A Long Goodbye


Below is a article published in the Spire newsletter of The American Church in Paris.


In my article, I shared my recent news, emotions and reflections on my family’s decision to leave Paris this summer and therefore leave my position of Associate Pastor of Youth and Young Adults.


I like the French term “au revoir” for while we customarily use that to say good-bye, the actual translation implies a “till seeing again” or seeing again of someone.

This past summer, after two months of extended conversations and prayerful conversations, my wife Lauretta and I made a difficult decision regarding our time in Paris. What began as an initial two-year assignment has grown to four extraordinary years of personal and pastoral growth and development and quite literally the growth of our young family. We could not be more grateful and appreciative of our time here. The love and support of our ACP family has been overwhelming from the moment we landed with our dog Brady, multiple suitcases and nervous anticipation. How can one know what life in a foreign country and culture will be like? Would we make new friends and integrate well to our new church family? Would we enjoy life living in the city of Paris? We would be able to communicate and understand a new language?

An emphatic “YES” was our answer to all of those questions

(Well, maybe except for the last one!”

Our time here has indeed been remarkable, memorable and truly life-changing.

Which is why it is sad to announce that at the end of the summer we will be leaving.

Paris has become a “home away from home” to us. T.S. Eliot once said, “The chief danger about Paris is that it is such a strong stimulant”. It has been exhilarating to live and minister in this beautiful, historic, artistic cultural capital of the world. More than a physical residence and geographic location, Paris and ACP has captured our hearts. They say that home is where the heart is, and for so many reasons, ACP will forever be our home church.

And yet, our home is where our family reside. Many understand the challenges of living so far away from family. Our parents, now grandparents to Blake and Jack, long for closer proximity to be able to celebrate holidays, birthdays and baseball games together. We long for that as well and understand the benefit of returning to our roots and a sense of familiarity as we raise two toddlers. We know that the transition back will not be easy and reverse culture shock is quite real. Yet we are confident in God’s timing and at peace with the process of transition. At this time we do not know what God has planned for us, but are learning to trust more each day in God’s goodness and faithfulness.

I titled this “A Long Good-Bye” because we have the blessing of another nine months of ministry, service, fellowship and friendship together. As Pastor Scott has said in the past, when you live in Paris, the days are long but the years are short.

Well, I sincerely hope that this is a long year together full of laughter, memories and moments we will cherish forever. And rather than actually saying good-bye, I rather like bidding an au revoir, confident that we will see each other again.

On behalf of the Haugh family, we want to thank each and every individual of The American Church in Paris for your love, care and support. Thank you for praying for us this year as we remain committed to praying for you.

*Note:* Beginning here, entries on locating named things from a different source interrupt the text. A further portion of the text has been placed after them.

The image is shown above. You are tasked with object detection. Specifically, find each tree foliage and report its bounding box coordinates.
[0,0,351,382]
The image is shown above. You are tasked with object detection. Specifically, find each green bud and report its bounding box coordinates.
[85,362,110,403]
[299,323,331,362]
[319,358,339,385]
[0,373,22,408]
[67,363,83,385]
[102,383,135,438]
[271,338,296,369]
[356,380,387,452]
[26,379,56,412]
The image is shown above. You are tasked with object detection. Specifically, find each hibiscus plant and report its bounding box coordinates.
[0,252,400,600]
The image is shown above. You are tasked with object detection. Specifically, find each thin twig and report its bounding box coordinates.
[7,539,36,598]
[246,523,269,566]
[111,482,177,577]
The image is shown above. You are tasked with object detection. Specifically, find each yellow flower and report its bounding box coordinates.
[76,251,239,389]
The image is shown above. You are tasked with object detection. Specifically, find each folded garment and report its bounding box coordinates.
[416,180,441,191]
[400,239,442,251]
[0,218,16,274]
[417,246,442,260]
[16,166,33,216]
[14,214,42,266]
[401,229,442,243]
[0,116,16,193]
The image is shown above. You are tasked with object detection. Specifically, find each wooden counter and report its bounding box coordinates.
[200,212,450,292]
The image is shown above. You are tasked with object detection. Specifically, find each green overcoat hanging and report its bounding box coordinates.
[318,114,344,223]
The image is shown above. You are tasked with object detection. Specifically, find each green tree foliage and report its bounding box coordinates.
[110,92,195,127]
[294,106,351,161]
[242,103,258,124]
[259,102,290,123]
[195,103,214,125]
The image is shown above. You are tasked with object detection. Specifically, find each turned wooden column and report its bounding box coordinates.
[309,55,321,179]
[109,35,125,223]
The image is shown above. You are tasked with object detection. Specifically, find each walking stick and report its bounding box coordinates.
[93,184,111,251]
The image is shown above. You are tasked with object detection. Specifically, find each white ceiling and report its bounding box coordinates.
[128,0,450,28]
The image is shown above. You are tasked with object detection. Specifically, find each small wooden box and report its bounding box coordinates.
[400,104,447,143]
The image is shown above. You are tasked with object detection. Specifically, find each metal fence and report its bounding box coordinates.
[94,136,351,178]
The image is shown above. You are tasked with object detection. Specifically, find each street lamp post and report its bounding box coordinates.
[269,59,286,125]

I conclude with this thanksgiving and prayer from Paul’s letter to the church in Philippi, which I now say to The American Church in Paris:

 “I thank my God every time I remember you. In all my prayers for all of you, I always pray with joy because of your partnership in the gospel from the first day until now, being confident of this, that he who began a good work in you will carry it on to completion until the day of Christ Jesus.

 It is right for me to feel this way about all of you, since I have you in my heart; for whether I am in chains or defending and confirming the gospel, all of you share in God’s grace with me. God can testify how I long for all of you with the affection of Christ Jesus.

 And this is my prayer: that your love may abound more and more in knowledge and depth of insight, so that you may be able to discern what is best and may be pure and blameless until the day of Christ, filled with the fruit of righteousness that comes through Jesus Christ–to the glory and praise of God.”